Amelia supports early stage (small to medium) biotech companies across the globe in their early phase research and drug development pipelines with both clinical and business development expertise. Key areas of support range from product development strategies through to the actual management of early phase trials within the region.
Amelia returned to Australia from the US where she was a Senior Business Development Manager supporting international clients by guiding them through the Australian processes, including education on the advantages for conducting R and D within the ANZ Region.
Amelia Beshara BSc
Co-Founder and Director
Clinical Operations & Business Development
Dr.
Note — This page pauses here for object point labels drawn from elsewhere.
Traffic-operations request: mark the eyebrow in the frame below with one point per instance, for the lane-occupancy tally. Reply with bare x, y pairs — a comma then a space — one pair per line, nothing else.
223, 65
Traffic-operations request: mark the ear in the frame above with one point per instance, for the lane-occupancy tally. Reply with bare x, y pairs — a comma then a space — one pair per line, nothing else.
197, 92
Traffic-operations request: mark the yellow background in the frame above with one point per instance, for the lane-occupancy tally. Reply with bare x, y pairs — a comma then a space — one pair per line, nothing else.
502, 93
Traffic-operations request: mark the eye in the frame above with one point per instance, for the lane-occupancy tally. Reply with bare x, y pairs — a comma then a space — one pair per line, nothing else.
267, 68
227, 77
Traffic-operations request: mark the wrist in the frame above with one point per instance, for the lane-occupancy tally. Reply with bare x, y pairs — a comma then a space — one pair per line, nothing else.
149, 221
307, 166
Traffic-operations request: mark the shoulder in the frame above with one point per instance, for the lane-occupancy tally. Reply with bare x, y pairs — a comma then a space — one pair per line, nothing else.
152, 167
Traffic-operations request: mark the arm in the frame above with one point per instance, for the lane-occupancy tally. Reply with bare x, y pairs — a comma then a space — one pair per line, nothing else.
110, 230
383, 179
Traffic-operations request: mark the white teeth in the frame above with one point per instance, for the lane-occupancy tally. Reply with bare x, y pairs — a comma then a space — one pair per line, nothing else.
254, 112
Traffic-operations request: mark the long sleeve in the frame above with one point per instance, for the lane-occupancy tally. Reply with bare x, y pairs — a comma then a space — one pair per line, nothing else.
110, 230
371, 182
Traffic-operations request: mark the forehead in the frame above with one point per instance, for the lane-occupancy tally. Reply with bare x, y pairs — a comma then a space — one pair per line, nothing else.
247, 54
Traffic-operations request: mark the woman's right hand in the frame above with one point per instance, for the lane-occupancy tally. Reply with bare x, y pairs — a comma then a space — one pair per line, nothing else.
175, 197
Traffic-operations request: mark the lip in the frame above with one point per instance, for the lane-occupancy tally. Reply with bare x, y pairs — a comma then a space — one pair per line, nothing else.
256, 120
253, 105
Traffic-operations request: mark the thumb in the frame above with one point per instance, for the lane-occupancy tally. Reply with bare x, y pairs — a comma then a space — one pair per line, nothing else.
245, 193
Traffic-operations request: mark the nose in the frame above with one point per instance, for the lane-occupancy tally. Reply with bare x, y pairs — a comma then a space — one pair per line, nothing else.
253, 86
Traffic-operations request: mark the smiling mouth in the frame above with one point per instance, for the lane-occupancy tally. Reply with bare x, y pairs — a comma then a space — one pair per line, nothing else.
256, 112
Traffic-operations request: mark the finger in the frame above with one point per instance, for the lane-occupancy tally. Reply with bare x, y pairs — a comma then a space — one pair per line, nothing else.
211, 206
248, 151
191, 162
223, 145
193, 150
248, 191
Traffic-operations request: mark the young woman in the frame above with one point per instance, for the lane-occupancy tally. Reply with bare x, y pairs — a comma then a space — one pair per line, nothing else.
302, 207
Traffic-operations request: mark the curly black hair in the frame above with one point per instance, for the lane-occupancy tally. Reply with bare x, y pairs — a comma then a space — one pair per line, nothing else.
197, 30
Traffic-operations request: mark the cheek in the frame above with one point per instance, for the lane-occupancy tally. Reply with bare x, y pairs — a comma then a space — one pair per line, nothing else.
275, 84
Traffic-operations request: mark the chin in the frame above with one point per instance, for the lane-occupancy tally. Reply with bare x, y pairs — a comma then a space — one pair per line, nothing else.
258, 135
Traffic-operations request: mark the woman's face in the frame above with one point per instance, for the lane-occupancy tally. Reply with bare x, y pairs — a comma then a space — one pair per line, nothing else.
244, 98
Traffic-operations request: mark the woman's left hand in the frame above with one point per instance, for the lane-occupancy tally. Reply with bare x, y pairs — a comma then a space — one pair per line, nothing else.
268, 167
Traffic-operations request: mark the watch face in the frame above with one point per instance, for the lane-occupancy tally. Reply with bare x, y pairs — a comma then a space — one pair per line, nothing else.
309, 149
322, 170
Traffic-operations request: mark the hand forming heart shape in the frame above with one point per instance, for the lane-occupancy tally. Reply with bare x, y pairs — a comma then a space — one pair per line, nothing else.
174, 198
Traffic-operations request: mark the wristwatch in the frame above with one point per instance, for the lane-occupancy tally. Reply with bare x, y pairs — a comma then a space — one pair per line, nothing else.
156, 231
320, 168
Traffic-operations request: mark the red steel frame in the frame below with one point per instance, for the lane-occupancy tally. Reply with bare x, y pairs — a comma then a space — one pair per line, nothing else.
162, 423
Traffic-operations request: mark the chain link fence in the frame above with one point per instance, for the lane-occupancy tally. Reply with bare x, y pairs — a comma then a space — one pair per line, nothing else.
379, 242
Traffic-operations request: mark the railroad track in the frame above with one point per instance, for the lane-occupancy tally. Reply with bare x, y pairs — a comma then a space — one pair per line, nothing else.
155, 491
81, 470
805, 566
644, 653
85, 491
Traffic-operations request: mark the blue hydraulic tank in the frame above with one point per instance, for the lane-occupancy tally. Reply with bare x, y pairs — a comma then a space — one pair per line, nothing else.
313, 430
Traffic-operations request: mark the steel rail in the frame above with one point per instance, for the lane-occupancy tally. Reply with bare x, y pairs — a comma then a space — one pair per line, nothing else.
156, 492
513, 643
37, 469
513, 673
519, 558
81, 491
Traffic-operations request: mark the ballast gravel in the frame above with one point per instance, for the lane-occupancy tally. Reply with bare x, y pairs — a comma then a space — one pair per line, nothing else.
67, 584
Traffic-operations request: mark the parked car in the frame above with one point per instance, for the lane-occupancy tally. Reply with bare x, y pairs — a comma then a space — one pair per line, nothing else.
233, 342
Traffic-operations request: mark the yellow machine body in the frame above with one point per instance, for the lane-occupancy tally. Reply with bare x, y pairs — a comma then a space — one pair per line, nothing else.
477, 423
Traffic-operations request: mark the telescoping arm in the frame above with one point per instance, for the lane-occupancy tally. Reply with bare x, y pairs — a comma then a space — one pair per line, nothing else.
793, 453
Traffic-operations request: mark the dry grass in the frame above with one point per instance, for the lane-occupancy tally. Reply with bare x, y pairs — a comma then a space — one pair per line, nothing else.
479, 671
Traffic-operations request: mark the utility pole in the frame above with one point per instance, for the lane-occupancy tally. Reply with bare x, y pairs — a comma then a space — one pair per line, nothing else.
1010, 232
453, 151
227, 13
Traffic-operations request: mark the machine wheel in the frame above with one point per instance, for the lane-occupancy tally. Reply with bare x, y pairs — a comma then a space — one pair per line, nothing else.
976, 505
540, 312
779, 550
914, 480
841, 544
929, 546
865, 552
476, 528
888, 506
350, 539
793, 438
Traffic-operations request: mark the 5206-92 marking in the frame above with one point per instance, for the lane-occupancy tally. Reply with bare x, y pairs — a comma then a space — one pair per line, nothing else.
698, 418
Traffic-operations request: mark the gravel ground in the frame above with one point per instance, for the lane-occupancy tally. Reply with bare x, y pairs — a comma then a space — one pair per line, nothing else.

Caroline Dobbin, a PhD in immunology and parasitology, has nearly 20 years experience in drug development and clinical trials, gaining 12+ years in the Australian and US biopharmaceutical sector and 7+ years in Principal Medical Writer and management roles within a clinical research organisation (CRO) environment.
Caroline has provided functional medical writing expertise for Sponsors across multiple therapeutic areas and study phases, including for the production of drug development plans, clinical gap analyses, protocols, investigator brochures and CSRs as well as manuscript development and publication support.
Caroline has strong experience in the periodic analysis of safety information crucial to the ongoing assessment of risk to trial subjects, and in the production of patient safety narratives and DSURs for investigational products. Her experience also includes preparation of regulatory submissions and interaction with US, EU and Australian regulatory authorities
Tracey Brown has over 30 years experience in the Pharmaceutical Industry with a diverse background working within Biotech, CRO’s and as an independent consultancy, supporting a wide range of drug development programs globally.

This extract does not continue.